Quando Paulo Guedes diz que precisa economizar R$ 1 trilhão em dez anos, o valor mágico é apresentado como simples operação contábil. Nem ele nem ninguém até aqui mencionou o fato de que, o que é apresentado como “economia” para o governo, na verdade representará um enxugamento brutal de recursos hoje disponíveis para o consumo das famílias. E para proporção expressiva destas, o único recurso disponível. É claro que isso terá impacto direto no mercado interno, com redução do potencial de crescimento econômico e de geração de empregos no médio e no longo prazos.
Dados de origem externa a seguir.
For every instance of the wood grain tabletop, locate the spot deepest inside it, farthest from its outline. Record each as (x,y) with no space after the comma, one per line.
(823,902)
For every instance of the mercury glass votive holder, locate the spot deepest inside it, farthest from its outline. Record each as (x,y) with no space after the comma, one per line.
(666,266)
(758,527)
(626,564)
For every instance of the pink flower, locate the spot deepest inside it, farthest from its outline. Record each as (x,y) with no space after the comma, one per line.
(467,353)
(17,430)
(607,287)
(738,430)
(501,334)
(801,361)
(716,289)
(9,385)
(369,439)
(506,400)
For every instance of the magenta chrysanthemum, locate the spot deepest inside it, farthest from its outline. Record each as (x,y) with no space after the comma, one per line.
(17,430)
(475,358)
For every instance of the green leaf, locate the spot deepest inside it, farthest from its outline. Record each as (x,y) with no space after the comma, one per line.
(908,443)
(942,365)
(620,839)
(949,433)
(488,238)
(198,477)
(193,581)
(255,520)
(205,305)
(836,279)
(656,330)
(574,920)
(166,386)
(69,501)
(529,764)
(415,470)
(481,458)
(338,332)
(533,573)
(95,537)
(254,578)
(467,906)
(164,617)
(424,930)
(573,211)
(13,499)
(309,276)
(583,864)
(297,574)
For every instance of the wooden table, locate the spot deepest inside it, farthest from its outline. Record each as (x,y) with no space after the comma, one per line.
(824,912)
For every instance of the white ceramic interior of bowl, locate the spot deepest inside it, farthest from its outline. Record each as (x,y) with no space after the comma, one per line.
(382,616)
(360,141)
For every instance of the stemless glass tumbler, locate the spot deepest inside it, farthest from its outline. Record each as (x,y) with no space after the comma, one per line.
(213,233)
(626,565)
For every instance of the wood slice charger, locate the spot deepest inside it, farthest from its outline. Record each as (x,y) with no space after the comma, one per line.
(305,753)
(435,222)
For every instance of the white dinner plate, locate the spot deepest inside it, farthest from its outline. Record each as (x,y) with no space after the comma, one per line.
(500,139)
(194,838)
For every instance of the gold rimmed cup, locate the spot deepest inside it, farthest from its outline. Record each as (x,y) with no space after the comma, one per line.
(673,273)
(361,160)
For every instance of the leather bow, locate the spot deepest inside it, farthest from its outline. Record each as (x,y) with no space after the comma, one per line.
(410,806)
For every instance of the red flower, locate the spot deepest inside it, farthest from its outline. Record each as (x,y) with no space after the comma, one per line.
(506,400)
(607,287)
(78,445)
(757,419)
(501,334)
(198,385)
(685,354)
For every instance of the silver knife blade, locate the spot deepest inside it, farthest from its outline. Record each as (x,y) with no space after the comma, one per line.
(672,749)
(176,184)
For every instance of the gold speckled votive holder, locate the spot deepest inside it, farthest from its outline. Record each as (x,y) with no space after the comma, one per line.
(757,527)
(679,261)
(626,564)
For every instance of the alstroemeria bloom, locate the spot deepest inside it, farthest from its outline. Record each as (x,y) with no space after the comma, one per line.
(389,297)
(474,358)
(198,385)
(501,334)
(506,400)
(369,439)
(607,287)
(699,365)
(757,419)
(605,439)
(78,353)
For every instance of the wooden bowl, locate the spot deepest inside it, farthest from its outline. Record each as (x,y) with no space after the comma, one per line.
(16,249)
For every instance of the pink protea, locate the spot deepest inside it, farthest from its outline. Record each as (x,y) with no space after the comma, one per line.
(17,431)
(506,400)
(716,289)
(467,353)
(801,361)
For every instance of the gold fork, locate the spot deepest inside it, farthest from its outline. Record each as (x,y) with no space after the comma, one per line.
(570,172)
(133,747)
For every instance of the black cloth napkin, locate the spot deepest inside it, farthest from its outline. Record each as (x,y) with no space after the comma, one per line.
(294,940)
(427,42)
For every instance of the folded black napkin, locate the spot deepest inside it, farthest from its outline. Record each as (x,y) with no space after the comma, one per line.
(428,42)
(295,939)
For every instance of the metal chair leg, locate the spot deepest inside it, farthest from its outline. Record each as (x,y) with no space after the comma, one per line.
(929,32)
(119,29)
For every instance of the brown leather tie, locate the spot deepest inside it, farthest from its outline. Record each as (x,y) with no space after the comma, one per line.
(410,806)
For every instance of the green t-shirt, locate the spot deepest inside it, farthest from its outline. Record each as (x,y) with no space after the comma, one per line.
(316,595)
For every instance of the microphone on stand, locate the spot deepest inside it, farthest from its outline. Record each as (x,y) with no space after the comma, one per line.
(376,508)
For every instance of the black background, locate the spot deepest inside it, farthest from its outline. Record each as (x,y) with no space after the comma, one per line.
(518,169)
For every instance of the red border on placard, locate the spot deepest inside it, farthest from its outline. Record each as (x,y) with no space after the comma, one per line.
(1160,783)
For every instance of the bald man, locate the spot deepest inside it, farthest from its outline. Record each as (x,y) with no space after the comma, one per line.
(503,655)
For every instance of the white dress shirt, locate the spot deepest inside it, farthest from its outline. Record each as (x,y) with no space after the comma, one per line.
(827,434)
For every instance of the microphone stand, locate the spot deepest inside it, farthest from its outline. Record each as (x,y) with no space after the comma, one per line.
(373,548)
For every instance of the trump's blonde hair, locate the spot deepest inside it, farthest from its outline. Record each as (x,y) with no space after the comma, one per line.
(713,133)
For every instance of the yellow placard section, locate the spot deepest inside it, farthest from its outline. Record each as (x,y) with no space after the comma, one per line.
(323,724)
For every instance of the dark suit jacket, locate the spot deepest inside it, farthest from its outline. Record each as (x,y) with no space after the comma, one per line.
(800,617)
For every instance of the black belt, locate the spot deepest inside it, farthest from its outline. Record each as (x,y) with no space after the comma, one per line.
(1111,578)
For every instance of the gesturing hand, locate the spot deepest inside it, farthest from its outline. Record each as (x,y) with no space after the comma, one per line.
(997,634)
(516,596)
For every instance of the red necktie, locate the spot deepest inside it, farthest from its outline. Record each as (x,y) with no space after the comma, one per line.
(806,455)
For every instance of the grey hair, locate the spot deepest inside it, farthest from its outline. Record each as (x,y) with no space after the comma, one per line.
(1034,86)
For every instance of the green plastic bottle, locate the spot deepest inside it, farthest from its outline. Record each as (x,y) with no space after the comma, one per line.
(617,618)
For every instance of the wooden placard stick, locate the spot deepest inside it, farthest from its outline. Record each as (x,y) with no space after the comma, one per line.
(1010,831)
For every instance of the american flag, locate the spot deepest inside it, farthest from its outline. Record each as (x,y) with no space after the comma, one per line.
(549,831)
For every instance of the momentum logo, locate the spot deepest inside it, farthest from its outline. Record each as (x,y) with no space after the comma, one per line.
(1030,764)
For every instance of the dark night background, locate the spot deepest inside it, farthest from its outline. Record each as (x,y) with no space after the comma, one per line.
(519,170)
Em tempo: aposentados e pensionistas que figuravam entre os 5% mais “ricos” se apropriavam de 25% dos valores pagos em 2017. Se a essas pessoas fosse aplicado o teto do INSS (R$ 5.531 naquele ano), haveria uma “economia” mensal de R$ 100 bilhões, ou R$ 1,2 trilhão em dez anos, segundo a mesma Pnad Contínua. Qualquer governo que visse na reforma a chance de tornar o sistema brasileiro mais equitativo enfrentaria o problema dos altos rendimentos, propondo soluções que não punissem os mais pobres, maioria da população e também dos segurados. A proposta atual, ao contrário, implica em sua punição brutal e desumana, como vêm mostrando as análises sobre as regras de transição, as chances escassas de acesso ao benefício no futuro e a tendência de transformar o salário mínimo no teto do INSS.

*Adalberto Cardoso é professor do IESP-UERJ.